Es gehört zu den jüngeren der katholischen Feste, doch sein theologisches Erbe ist brisant: Seit 98 Jahren feiert die katholische Kirche das Christkönigsfest. Dessen Einsetzung geht zurück auf die Enzyklika „Quas Primas“ von Pius XI.; der Papst stellt darin heraus, inwiefern Christus als König des öffentlichen und privaten Lebens zu gelten hat. In dieser theopolitischen Spitzenaussage konvergieren einige Interessen, die auf die Situation der römisch-katholischen Kirche im Jahr 1925 reagieren. Dabei darf das proklamierte Königtum Christi bestenfalls als antifaschistische Aussage begriffen werden, die den ersten drei Jahren der Mussolini-Regierung etwas entgegenzusetzen versucht.
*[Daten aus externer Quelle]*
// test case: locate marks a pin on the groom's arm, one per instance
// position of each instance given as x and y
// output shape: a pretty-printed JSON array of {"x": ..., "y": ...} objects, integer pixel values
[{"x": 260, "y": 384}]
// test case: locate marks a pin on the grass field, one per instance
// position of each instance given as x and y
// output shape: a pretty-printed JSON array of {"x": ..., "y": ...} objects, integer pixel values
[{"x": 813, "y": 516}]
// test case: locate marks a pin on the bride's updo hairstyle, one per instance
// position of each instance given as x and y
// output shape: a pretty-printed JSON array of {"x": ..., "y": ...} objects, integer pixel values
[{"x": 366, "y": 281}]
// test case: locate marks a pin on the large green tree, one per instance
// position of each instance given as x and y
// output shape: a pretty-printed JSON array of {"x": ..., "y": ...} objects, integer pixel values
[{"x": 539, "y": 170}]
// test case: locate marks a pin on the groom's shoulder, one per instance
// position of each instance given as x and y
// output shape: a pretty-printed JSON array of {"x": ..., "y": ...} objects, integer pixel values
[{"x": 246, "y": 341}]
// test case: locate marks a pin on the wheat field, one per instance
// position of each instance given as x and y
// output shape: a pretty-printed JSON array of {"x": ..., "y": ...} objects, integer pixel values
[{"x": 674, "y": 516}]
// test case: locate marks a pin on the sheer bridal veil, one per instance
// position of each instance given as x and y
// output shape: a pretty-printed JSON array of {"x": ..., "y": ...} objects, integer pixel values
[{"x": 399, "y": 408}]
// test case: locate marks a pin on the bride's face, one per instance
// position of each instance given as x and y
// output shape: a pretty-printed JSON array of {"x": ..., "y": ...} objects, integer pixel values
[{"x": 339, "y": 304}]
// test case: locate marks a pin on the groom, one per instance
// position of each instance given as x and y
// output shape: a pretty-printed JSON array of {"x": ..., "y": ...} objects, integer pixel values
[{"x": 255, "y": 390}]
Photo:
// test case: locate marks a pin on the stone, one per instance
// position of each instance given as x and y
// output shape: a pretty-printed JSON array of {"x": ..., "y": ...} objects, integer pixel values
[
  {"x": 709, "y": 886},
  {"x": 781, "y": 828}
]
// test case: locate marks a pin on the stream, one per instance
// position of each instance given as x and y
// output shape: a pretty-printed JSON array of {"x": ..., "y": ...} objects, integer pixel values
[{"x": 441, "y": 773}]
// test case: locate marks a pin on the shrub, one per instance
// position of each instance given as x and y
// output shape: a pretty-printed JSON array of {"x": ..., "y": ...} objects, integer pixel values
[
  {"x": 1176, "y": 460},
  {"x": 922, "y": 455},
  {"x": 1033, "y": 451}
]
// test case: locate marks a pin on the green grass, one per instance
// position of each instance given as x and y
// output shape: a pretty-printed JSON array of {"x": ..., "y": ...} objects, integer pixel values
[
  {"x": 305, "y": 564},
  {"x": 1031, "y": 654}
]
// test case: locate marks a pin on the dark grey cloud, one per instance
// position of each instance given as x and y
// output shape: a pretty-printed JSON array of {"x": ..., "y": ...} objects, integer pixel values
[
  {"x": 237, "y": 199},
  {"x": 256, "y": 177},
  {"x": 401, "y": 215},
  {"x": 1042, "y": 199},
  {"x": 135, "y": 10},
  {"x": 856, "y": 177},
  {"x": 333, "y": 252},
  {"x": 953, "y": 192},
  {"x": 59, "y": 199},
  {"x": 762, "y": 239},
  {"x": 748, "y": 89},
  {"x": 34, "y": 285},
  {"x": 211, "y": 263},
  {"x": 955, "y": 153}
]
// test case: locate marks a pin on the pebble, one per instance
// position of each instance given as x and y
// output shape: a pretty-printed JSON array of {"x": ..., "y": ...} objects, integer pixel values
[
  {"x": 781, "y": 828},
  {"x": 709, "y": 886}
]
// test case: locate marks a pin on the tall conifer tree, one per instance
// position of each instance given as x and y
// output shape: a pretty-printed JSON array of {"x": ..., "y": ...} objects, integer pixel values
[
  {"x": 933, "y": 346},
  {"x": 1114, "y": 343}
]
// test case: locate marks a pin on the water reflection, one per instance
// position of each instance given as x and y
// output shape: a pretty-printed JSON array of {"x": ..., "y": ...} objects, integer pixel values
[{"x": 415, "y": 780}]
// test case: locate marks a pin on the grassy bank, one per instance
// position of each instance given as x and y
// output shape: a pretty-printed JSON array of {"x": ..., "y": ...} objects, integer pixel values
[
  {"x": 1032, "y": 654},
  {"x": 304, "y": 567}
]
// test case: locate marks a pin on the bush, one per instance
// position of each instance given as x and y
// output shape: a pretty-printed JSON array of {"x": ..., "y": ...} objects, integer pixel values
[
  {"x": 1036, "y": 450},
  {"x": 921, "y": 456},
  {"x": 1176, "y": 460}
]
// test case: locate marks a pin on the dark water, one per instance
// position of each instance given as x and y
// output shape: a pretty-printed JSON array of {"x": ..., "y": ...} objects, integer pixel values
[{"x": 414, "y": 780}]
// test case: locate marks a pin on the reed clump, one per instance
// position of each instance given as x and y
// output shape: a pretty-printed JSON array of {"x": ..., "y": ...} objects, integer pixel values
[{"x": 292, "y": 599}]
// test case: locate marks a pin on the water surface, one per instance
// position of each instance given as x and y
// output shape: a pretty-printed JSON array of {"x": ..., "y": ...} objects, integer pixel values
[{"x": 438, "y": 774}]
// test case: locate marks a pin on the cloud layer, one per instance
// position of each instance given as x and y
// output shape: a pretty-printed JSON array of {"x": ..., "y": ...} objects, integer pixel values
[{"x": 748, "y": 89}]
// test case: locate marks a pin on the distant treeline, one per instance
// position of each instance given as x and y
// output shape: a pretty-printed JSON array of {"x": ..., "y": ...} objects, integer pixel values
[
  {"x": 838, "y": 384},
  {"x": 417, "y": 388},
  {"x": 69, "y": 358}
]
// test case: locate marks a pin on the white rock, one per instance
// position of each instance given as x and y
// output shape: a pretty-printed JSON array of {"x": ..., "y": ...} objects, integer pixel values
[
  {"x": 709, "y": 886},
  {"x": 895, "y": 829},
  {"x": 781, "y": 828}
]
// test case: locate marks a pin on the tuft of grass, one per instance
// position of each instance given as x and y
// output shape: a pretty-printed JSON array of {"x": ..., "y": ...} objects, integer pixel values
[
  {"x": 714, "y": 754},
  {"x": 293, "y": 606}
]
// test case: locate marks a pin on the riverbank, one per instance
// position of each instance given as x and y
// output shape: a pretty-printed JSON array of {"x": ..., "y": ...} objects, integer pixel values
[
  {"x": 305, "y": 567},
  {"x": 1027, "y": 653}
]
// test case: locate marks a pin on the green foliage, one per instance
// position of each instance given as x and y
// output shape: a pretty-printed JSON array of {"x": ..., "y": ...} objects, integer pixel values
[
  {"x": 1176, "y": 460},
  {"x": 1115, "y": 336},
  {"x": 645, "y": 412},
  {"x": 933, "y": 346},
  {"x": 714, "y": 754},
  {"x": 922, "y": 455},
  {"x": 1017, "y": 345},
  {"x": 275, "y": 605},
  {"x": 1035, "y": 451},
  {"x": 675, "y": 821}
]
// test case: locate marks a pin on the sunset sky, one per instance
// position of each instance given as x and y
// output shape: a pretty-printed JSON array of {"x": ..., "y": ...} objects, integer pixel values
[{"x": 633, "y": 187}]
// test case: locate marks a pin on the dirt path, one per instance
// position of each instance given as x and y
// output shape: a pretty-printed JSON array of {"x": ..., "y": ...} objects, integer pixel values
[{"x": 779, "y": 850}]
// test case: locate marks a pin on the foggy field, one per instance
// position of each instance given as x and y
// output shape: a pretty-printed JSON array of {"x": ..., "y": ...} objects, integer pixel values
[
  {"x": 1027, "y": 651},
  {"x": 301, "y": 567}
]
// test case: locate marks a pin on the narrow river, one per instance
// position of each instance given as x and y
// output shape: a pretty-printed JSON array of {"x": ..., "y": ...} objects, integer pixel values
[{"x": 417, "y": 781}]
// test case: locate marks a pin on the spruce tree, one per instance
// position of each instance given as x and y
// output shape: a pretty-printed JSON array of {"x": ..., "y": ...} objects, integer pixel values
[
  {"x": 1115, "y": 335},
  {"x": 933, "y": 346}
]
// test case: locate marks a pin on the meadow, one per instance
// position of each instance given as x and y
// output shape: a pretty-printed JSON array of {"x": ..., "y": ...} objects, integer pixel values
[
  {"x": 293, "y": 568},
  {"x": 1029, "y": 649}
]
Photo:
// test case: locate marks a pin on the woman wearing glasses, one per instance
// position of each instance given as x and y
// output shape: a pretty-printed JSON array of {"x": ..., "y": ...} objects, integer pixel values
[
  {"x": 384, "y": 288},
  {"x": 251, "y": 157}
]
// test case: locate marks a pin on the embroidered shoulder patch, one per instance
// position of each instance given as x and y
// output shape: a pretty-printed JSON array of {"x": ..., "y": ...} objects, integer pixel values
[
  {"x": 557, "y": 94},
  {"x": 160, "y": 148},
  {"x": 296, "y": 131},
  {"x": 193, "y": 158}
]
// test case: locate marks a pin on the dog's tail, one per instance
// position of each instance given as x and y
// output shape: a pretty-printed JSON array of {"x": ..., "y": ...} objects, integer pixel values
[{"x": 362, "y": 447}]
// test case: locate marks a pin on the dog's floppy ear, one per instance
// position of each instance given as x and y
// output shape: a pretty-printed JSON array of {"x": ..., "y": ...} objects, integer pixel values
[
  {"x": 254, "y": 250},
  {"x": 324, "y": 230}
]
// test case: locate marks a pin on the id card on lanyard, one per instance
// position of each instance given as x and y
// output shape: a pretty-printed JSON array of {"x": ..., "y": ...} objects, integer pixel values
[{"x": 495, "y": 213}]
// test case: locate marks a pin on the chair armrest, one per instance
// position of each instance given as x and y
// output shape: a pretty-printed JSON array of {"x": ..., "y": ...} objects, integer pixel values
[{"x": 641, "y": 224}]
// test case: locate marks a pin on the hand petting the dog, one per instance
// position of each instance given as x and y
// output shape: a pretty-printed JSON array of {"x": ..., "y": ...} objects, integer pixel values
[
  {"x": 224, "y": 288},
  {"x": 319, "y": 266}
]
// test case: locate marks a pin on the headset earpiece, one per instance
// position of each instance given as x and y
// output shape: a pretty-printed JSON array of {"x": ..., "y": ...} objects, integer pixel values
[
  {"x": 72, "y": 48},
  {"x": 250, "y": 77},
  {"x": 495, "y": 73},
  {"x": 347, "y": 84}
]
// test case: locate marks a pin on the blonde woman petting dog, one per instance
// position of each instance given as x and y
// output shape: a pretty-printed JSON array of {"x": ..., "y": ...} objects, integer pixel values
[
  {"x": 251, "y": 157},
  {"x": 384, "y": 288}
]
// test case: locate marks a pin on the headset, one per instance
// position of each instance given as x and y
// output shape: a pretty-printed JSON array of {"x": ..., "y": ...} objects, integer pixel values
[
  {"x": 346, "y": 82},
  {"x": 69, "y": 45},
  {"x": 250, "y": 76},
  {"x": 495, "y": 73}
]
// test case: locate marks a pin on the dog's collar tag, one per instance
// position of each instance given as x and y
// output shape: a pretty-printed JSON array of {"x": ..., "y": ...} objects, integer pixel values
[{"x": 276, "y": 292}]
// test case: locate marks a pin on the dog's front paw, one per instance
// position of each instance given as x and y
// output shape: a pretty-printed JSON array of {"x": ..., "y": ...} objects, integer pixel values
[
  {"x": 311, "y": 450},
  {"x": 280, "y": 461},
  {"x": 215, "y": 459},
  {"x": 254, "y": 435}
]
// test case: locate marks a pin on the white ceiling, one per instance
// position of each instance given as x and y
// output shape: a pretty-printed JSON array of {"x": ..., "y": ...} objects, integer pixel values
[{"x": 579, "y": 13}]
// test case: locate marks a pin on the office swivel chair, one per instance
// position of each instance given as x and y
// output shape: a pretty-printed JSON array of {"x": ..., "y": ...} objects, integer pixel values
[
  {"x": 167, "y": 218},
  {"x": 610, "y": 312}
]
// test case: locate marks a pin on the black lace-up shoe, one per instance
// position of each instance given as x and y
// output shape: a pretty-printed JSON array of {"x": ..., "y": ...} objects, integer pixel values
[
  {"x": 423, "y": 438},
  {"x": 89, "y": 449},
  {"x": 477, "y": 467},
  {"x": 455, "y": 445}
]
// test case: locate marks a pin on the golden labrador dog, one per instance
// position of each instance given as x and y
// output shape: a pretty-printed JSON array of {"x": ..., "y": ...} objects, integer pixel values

Allerdings wird man Pius XI. wohl keine allzu großen ideologiekritischen Absichten unterstellen dürfen, denn das Christkönigsfest richtete sich seinem Ansinnen nach in erster Linie gegen den zunehmend aufkommenden Laizismus; es steht somit zweifelsohne in der Kontinuität des kirchlichen Antimodernismus. Denn obwohl die Enzyklika „Quas Primas“ zunächst zugesteht, dass das Königtum Christi hinsichtlich seiner geistlichen Qualität zu verstehen sei (vgl. DH 3678), führt sie anschließend aus, inwiefern es sich dennoch auf staatliche, gesellschaftliche und häusliche Belange erstreckt. Christus ist „in der Tat die Quelle des privaten und allgemeinen Heils: ‚Und in keinem anderen ist Heil; noch ist den Menschen ein anderer Name unter dem Himmel gegeben, in dem wir gerettet werden sollen‘“ (DH 3679). Den Gehorsam gegenüber Christus bezeichnet der Papst schließlich gar als öffentliche Pflicht der Regierenden.
Erblast
Es gibt zahlreiche und schwerwiegende theologische Gründe (von demokratietheoretischen ganz zu schweigen), die regelrecht theokratische Haltung Pius’ XI. gegenüber säkularen Staaten abzulehnen. Nur das wohl wichtigste Argument sei genannt: Der christologische Triumphalismus, der eben nicht nur in religiösen, sondern auch in gesellschaftlichen Fragen beansprucht wird, lässt sich offenbarungstheologisch sicherlich nicht durchhalten – dies haben auch Texte des Lehramts längst aufgearbeitet. Gerade im Zuge des Zweiten Vaticanums hat die römisch-katholische Kirche ihr geschichtlich-gesellschaftliches (Selbst-)Bewusstsein geschärft. In diesem Zusammenhang musste die Identifikation der Kirche mit dem Reich Gottes auf Erden einer hermeneutisch vorsichtigeren konstitutiven Bezugnahme auf Jesus Christus weichen, die der Metapher der „pilgernden Kirche“ zugrunde liegt. Die Offenbarung ist gemäß der Konzilskonstitution „Dei Verbum“ in der Kirche – fast möchte man sagen: nur – als „Spiegel“ vorhanden, „in dem die Kirche Gott, von dem sie alles empfängt, auf ihrer irdischen Pilgerschaft anschaut, bis sie hingeführt wird, ihn von Angesicht zu Angesicht zu sehen, so wie er ist“ (DV 7).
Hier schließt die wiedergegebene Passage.